En fin habra que esperar a que los desarrolladores de emesene y demas arreglen el problema.

Saludos

----------

## johpunk

prueben con la nueva versión estable de emesene 2 ese al parecer si funciona

----------

## Dj_Dexter

Tambien sirve si usan pidgin, hasta ahora conecta al tiro ese paharo, multiprotocolo, como dice johpunk, se puede usar la ultima version de emesene2.

Algun cambio menor, del MSNP, de msn, y por ello varios cliente de GNU/Linux se tildan al conectar, o se desconectan aleatoriamente, amsn sigue conectando bien, ya que es el que mejor engaña a los server de WLM, engañando su id y version de programa, jeje

Saludos!!!

----------

## miguel_senso

Hola a todos, intente instalar pidgin, pero como mi entorno es kde, no se que error tuve que aparentemente estaba instalado correctamente pero no estaba por ningun lado y por consola no aparecía   :Sad:  .
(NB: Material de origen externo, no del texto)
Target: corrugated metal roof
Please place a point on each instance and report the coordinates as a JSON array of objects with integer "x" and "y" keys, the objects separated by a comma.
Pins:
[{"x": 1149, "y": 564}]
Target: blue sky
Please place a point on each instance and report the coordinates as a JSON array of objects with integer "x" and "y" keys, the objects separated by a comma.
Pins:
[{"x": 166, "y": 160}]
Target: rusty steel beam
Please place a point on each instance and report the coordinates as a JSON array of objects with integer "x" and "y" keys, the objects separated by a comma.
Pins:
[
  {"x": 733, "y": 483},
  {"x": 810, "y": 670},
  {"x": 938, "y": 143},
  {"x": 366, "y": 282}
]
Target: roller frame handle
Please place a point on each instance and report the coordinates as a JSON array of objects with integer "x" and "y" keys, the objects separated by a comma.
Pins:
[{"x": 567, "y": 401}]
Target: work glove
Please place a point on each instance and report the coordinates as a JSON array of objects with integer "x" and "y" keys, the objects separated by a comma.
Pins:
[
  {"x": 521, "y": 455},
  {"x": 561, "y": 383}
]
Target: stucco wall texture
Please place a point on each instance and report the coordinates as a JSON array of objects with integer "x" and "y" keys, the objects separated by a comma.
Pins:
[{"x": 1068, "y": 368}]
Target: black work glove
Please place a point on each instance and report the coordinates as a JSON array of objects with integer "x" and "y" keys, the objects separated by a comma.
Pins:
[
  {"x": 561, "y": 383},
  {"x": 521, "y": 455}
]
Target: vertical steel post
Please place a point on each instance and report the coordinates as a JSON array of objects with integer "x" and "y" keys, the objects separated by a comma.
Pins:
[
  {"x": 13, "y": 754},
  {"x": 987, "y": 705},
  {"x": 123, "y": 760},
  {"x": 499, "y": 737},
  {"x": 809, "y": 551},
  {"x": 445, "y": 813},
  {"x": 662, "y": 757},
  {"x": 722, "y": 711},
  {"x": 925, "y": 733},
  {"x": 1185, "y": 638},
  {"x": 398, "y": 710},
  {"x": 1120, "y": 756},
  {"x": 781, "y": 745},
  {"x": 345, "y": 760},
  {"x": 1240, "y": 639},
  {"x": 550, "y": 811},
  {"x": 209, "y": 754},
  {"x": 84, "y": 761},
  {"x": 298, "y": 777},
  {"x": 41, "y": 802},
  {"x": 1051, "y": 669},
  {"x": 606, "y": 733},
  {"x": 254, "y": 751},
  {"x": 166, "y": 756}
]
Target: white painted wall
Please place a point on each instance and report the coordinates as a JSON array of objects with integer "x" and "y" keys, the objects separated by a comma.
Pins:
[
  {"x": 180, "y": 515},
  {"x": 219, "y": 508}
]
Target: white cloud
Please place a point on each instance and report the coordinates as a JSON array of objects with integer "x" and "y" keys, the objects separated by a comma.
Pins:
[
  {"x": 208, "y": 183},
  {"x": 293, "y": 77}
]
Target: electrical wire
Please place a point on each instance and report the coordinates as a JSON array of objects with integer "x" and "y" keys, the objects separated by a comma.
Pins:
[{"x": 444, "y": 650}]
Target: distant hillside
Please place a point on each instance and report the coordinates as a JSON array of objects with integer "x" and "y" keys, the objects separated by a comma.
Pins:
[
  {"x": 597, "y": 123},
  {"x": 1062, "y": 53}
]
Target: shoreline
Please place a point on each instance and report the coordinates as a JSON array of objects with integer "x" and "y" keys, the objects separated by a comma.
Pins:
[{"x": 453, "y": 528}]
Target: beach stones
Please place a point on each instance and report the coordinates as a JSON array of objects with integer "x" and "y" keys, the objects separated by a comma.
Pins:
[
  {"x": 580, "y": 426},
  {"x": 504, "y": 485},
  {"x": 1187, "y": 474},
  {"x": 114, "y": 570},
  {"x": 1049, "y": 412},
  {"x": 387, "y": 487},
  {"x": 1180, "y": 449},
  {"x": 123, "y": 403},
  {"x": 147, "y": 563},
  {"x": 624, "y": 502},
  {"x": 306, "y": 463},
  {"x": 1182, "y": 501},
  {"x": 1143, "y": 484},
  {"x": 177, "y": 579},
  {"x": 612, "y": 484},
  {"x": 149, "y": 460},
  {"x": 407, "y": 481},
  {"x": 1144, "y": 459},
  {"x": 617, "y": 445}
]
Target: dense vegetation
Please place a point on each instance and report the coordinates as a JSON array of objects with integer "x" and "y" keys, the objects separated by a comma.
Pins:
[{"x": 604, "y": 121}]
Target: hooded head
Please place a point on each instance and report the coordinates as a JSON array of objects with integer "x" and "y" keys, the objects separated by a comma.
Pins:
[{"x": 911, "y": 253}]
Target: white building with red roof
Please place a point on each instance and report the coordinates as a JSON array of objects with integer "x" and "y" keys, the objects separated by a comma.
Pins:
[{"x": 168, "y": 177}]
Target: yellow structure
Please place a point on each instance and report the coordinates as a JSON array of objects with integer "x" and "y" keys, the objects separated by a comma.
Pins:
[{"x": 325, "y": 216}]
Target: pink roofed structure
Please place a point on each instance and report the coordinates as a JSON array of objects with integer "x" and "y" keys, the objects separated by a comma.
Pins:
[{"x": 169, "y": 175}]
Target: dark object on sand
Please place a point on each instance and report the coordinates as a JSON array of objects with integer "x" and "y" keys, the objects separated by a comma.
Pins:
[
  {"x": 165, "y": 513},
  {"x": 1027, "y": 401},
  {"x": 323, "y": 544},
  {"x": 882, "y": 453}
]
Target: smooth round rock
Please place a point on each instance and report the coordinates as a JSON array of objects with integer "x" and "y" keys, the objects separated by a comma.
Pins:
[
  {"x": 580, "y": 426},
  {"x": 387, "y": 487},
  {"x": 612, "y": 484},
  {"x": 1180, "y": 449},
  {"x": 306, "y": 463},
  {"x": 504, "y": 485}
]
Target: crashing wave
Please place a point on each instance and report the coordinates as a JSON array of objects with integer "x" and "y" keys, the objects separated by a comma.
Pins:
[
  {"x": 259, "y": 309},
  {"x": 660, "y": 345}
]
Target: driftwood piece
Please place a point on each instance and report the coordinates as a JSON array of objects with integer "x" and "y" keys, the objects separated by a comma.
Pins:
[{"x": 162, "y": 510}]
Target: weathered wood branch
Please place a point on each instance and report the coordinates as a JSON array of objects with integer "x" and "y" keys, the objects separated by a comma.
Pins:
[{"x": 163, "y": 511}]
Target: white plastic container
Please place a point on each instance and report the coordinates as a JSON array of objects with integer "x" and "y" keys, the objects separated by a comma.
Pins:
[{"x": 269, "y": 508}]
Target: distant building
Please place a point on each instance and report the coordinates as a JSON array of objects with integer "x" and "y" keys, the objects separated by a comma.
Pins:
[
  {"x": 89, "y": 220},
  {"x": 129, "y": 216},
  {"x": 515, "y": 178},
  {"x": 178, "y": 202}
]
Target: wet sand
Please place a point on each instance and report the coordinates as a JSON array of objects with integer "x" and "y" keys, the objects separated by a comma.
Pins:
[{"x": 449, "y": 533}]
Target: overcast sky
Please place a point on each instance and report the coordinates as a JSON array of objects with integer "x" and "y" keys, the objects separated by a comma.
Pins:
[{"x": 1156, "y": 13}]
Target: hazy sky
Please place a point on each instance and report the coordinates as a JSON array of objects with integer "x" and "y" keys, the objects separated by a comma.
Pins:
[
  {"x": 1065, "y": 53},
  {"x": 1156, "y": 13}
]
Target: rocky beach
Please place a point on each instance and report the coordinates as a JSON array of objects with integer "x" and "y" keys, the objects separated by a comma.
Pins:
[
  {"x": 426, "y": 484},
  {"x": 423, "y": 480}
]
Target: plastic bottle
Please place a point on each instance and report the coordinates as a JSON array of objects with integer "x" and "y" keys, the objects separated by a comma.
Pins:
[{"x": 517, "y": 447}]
Emesene2, no lo encontré en los repositorios de portage, como puedo encontrarlo???, y amsn a veces funciona y a veces se cuielga solo   :Evil or Very Mad:  .

Gracias por su ayuda.

----------

## miguel_senso

Finalmente esta disponible en portage la nueva version de Kmess y esta solucionado el problema gracias a todos por su ayuda  :Very Happy:  .

----------